Experts believe there are several problems causing the markets’ disruptions driven by the pandemic. According to them, the supply chain issues, global COVID disruptions, wage hikes, and increased demand for products continue to push prices up.
“Everything is going up, nothing is going down,” said Tom Melesky, owner of Press Box Grill in Downtown Dallas.
Melesky has been trying to keep the same prices to customers for a long time, but the food prices have gotten so high that he is now forced to rise the final prices because he can’t keep up with it anymore.
“We’ve held off for as long as we could, but I cannot continue to absorb all of these price increases,” Melesky said.
In addition to that, Malesky says he is about to increase his employees’ wages as he wants to make sure his employees can handle higher prices when they get home from work.
“I pay everybody what they are worth. Everyone in the kitchen is going to be getting increases at some point. Hopefully tied with price increases on the menu,” he said.

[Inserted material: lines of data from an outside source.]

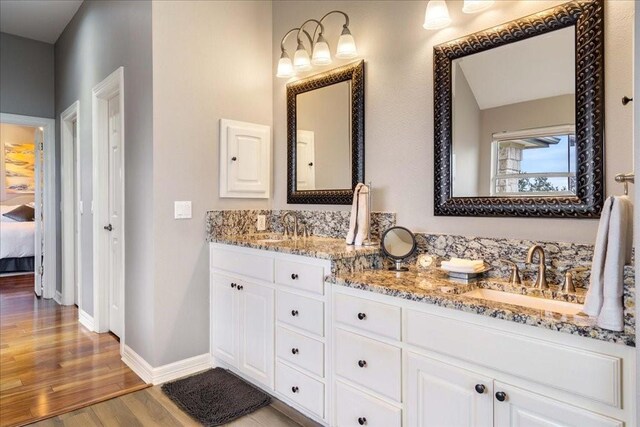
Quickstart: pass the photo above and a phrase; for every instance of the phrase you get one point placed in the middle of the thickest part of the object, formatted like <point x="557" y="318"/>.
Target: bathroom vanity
<point x="310" y="322"/>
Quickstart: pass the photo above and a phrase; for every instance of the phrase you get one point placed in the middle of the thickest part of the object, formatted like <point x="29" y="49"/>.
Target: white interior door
<point x="115" y="276"/>
<point x="305" y="166"/>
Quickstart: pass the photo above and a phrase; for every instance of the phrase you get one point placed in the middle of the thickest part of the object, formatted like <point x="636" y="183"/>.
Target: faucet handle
<point x="514" y="279"/>
<point x="567" y="286"/>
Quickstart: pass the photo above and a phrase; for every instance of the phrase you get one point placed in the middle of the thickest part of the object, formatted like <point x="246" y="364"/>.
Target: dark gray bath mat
<point x="216" y="396"/>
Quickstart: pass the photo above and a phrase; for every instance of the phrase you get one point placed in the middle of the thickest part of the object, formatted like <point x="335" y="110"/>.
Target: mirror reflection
<point x="514" y="119"/>
<point x="323" y="144"/>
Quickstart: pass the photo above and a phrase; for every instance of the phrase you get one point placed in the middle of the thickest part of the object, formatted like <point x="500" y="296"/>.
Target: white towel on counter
<point x="353" y="222"/>
<point x="363" y="216"/>
<point x="612" y="251"/>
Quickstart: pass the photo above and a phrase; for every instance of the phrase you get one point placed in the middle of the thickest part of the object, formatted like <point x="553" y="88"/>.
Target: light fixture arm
<point x="297" y="30"/>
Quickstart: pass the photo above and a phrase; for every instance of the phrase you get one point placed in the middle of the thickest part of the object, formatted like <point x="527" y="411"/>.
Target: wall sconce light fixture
<point x="320" y="51"/>
<point x="437" y="13"/>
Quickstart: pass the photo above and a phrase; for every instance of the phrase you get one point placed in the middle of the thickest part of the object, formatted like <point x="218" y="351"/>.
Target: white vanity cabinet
<point x="269" y="322"/>
<point x="463" y="369"/>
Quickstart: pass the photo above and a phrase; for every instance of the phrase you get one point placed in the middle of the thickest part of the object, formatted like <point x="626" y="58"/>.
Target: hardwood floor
<point x="49" y="363"/>
<point x="151" y="407"/>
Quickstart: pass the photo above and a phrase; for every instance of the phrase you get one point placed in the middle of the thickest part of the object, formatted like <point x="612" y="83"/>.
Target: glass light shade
<point x="437" y="15"/>
<point x="321" y="53"/>
<point x="285" y="67"/>
<point x="346" y="45"/>
<point x="475" y="6"/>
<point x="301" y="60"/>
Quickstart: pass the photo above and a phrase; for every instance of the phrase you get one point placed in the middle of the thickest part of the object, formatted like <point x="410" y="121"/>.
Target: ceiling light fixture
<point x="318" y="46"/>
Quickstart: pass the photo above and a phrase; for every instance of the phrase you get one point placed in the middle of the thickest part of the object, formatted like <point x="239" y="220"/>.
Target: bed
<point x="17" y="244"/>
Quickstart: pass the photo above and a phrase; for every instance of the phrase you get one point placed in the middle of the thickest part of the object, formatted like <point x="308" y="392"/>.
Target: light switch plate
<point x="182" y="210"/>
<point x="261" y="223"/>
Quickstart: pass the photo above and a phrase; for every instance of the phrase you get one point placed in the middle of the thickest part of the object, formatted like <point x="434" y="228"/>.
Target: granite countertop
<point x="436" y="288"/>
<point x="314" y="246"/>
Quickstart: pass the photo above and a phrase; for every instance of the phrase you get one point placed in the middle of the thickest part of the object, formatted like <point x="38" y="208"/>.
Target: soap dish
<point x="467" y="276"/>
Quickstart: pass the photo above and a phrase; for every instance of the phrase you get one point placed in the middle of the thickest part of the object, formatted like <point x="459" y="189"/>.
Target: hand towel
<point x="351" y="234"/>
<point x="612" y="251"/>
<point x="363" y="216"/>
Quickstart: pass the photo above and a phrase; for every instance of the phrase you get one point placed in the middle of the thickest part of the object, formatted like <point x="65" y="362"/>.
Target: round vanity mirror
<point x="398" y="243"/>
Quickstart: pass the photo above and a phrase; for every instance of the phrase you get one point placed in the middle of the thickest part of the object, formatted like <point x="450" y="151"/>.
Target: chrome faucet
<point x="295" y="224"/>
<point x="541" y="280"/>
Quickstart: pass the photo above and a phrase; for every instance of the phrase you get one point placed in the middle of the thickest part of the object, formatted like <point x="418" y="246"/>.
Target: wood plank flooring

While for customers is easy to stay home instead of eating out in an effort to save money, there are things like groceries, gas prices and daily services that can’t be avoided. In addition to them, cars are selling high above their real value because of shortage, several-months long problem for customers who are into buying new vehicle.
“Every sector is being impacted, and so that means that it’s very hard for consumers to just avoid it,” SMU economist Mike Davis explained.
And while people are hoping for a break soon, Melesky is a little less optimistic.
“Prices never go back down. Nobody says, ‘I am making too much money and I am going to reduce my prices,’” he said.